By Jean F. Andrews
While some children learn to read effortlessly and on their own, I had to wait until the first grade. After my teacher taught me the 26 letters of the alphabet with the sounds they make, and taught me 20 to 30 sight words, she handed me a primer, my first book. Before my very eyes, the magic of story unfolded. I lurched forward through the talk to print connections, put it all together, until it made sense, I was on my way. Reading took me to worlds far and wide, real and imagined. And I have not put a book down since.
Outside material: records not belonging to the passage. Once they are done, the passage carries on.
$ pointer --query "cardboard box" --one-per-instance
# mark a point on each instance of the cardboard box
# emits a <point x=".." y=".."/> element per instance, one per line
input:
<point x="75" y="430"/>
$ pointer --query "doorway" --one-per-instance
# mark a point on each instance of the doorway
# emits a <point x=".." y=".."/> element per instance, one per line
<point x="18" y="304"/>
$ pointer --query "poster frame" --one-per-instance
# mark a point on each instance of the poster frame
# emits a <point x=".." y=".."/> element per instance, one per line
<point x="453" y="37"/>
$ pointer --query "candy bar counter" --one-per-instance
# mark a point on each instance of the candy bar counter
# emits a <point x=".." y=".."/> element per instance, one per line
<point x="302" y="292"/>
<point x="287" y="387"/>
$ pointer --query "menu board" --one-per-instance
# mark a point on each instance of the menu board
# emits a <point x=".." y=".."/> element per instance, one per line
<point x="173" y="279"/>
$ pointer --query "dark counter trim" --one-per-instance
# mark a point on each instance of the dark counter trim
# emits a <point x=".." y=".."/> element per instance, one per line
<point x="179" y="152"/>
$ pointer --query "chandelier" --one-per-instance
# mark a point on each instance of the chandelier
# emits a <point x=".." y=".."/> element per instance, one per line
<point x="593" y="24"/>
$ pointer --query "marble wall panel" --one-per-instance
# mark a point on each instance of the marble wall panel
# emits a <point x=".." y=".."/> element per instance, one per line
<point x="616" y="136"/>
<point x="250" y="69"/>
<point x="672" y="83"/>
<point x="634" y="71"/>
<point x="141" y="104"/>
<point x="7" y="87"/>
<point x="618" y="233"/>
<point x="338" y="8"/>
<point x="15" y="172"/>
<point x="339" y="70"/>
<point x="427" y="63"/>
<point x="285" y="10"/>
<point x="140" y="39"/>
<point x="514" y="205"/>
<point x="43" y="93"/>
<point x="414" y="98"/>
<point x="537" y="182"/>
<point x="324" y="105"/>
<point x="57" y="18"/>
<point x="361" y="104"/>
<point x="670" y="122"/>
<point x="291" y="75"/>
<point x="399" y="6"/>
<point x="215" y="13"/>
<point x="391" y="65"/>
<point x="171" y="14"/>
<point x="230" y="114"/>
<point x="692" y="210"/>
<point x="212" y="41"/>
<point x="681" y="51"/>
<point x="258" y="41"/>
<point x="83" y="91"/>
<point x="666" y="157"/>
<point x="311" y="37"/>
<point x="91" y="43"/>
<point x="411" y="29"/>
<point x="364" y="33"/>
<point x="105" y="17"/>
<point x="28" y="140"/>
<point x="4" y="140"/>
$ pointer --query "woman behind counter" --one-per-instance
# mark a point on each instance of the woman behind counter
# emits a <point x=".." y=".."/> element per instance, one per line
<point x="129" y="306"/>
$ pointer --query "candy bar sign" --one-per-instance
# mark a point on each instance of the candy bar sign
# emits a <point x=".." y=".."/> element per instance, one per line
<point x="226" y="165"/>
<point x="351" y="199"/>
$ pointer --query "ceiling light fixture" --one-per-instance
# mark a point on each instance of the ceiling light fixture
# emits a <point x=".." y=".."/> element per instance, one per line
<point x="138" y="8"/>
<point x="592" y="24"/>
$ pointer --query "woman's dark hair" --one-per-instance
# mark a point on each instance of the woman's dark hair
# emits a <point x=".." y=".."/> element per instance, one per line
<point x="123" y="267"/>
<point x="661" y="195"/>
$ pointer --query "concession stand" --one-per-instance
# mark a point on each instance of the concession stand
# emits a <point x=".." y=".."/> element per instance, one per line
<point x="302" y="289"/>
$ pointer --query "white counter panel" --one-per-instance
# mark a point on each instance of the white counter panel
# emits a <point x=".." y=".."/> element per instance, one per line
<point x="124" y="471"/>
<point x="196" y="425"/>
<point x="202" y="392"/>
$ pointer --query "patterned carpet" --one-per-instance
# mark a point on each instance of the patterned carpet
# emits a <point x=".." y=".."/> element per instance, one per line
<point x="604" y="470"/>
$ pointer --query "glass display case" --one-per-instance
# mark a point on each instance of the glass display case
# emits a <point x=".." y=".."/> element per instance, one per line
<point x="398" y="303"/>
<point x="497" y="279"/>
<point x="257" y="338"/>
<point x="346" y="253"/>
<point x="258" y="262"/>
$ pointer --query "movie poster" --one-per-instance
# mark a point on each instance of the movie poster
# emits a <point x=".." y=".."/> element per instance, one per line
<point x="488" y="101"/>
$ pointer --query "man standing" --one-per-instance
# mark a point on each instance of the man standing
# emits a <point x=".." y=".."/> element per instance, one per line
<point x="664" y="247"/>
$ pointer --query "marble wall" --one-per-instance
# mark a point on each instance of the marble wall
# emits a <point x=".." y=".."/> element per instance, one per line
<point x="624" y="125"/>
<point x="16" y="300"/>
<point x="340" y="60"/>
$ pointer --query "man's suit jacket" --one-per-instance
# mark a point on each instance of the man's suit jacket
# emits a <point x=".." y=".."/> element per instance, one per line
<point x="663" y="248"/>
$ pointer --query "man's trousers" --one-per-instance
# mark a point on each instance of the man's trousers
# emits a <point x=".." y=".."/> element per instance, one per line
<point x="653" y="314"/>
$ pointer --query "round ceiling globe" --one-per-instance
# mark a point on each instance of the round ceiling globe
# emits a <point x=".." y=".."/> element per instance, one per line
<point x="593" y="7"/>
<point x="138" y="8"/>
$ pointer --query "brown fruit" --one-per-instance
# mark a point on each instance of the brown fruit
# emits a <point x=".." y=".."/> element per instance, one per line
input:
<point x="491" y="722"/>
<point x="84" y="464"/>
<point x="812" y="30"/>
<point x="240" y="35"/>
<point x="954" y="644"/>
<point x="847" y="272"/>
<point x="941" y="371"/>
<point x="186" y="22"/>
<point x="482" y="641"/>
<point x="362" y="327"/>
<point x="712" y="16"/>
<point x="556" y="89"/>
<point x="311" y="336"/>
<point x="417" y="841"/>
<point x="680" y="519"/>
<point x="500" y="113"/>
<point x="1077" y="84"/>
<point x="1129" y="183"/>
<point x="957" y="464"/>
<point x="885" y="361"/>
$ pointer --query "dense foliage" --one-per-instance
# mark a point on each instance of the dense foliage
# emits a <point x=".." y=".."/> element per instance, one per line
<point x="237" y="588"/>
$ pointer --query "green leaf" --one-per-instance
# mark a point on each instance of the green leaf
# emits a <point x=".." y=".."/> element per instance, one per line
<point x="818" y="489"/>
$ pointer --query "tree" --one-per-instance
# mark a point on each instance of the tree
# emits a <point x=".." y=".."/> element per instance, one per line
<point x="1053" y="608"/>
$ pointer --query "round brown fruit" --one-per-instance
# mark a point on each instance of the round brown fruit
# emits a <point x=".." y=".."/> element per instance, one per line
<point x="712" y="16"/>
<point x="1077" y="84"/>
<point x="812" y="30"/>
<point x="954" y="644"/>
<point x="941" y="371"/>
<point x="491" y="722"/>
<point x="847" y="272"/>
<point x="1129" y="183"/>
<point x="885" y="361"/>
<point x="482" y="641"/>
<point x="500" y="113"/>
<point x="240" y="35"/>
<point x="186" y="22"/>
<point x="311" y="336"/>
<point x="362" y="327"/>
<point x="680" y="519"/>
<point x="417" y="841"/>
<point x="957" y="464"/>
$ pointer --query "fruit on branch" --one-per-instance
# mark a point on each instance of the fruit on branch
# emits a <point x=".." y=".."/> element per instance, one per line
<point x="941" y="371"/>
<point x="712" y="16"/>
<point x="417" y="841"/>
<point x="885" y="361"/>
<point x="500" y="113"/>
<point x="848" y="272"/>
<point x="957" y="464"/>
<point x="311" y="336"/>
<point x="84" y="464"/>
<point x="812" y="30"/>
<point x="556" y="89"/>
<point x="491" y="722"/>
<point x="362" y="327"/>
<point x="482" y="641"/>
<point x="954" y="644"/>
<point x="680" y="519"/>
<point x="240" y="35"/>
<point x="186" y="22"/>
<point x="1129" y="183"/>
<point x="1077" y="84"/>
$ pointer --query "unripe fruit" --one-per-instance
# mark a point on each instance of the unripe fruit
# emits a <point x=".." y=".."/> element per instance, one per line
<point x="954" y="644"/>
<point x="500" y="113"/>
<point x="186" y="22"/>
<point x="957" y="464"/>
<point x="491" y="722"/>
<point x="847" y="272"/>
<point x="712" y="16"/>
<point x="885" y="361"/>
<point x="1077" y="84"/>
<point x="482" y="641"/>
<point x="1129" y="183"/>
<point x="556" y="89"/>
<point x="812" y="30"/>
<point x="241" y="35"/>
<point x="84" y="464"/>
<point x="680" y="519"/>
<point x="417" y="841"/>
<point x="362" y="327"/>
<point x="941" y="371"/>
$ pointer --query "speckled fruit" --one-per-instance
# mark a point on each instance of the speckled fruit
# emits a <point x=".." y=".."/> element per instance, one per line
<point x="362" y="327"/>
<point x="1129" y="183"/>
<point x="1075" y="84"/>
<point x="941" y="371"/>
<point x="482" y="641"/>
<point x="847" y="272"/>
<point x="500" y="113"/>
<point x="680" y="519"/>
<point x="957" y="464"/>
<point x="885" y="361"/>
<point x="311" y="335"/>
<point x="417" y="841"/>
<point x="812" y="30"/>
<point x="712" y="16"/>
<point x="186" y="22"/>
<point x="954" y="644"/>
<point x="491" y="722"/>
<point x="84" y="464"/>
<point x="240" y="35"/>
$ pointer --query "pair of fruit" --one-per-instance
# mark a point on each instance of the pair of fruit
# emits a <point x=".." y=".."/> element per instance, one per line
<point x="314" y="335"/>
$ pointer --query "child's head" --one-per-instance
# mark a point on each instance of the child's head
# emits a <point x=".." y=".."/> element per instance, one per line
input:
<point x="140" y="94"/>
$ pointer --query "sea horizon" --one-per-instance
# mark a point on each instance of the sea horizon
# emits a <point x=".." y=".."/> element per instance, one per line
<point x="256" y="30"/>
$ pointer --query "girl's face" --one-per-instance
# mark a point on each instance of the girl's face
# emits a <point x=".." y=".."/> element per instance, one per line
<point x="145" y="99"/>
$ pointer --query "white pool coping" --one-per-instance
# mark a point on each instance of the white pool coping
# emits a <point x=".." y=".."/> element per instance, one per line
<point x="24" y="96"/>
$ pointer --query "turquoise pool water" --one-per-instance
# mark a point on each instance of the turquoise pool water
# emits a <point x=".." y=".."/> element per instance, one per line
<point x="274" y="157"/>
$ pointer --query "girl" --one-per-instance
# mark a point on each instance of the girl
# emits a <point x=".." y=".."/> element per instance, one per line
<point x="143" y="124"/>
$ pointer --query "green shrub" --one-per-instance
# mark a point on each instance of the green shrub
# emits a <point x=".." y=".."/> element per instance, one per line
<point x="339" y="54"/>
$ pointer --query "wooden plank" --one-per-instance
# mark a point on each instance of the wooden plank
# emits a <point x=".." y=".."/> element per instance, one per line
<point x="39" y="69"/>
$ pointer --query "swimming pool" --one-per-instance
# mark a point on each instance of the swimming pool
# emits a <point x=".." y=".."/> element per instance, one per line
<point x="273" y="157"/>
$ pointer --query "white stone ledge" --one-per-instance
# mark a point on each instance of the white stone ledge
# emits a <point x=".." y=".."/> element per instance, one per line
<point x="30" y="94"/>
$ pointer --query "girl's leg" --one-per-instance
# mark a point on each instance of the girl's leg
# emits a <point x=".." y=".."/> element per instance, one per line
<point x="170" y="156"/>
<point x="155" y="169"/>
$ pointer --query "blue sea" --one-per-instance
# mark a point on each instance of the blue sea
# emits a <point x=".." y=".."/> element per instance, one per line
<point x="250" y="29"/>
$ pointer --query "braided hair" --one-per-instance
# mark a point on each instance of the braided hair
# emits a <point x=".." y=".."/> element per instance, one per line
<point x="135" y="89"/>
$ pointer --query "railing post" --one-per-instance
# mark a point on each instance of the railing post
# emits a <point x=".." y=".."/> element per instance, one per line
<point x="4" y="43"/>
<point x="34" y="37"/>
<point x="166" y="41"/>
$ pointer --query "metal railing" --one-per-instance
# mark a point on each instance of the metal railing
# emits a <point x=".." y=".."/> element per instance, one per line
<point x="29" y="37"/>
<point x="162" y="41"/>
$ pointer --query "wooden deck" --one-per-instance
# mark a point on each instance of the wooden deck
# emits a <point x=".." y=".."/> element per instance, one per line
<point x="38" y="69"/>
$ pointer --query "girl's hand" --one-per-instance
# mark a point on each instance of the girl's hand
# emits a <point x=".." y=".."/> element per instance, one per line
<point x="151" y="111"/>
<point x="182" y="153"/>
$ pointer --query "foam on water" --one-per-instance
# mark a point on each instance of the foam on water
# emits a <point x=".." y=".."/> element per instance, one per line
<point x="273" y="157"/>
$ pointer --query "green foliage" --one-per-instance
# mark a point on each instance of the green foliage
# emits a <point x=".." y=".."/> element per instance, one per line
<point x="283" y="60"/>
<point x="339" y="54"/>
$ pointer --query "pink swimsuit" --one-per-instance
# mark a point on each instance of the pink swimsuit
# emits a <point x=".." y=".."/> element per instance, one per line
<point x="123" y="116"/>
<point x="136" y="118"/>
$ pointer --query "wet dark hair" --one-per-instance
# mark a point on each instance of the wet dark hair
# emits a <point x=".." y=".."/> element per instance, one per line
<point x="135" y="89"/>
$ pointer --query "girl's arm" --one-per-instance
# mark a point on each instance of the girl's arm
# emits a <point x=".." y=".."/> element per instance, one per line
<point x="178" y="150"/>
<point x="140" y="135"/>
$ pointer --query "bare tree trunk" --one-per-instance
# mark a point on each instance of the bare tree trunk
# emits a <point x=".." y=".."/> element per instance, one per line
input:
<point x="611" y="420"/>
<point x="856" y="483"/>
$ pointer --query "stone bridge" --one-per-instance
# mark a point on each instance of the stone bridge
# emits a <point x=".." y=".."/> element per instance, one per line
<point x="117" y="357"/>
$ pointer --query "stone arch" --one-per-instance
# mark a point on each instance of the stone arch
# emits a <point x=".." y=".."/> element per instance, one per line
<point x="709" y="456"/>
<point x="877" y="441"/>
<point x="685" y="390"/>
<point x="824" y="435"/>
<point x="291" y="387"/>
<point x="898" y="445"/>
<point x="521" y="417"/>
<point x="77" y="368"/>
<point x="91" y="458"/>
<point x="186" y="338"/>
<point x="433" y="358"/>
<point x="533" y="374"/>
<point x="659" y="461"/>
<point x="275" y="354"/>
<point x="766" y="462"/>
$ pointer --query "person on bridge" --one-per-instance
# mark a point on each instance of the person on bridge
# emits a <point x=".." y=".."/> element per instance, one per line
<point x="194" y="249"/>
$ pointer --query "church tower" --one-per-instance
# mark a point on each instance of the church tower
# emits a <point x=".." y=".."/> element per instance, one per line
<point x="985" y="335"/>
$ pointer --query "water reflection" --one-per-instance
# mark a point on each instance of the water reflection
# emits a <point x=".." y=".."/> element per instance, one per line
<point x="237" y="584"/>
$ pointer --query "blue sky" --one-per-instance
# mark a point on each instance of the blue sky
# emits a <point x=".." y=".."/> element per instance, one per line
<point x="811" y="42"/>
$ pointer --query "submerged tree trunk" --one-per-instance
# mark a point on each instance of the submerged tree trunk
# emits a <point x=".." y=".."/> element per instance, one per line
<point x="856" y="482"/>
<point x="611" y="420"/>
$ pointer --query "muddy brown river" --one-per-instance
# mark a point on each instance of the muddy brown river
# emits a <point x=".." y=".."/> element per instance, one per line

My ease in learning to read is not so with most deaf and hard of hearing children.
For them it is a lifelong struggle to access visual language–both signed and written. The struggle begins at home in a sound-base environment and continues to school, another sound-based setting and if they have scrapes with the law, it continues into still another sound- based setting, the prison.
My colleague, who organized a book club for hearing inmates in our town’s prison, says his book club is transforming minds. Inmates read books and get together with him to discuss ideas from the novels and share their own experiences about situations and characters they read about. Not a bad way to spend their time while they are doing time.
But if you are deaf, it’s a different story.
Most deaf inmates can’t read beyond the second grade level. It would be impossible for deaf inmates who are illiterate to get into the biography of Malcolm X or To Kill A Mockingbird or Macbeth or read Robert Frost’s poetry. My colleague’s prison book club has created a shared humanity, an oxymoron in such an incapacitating and punitive setting as the prison.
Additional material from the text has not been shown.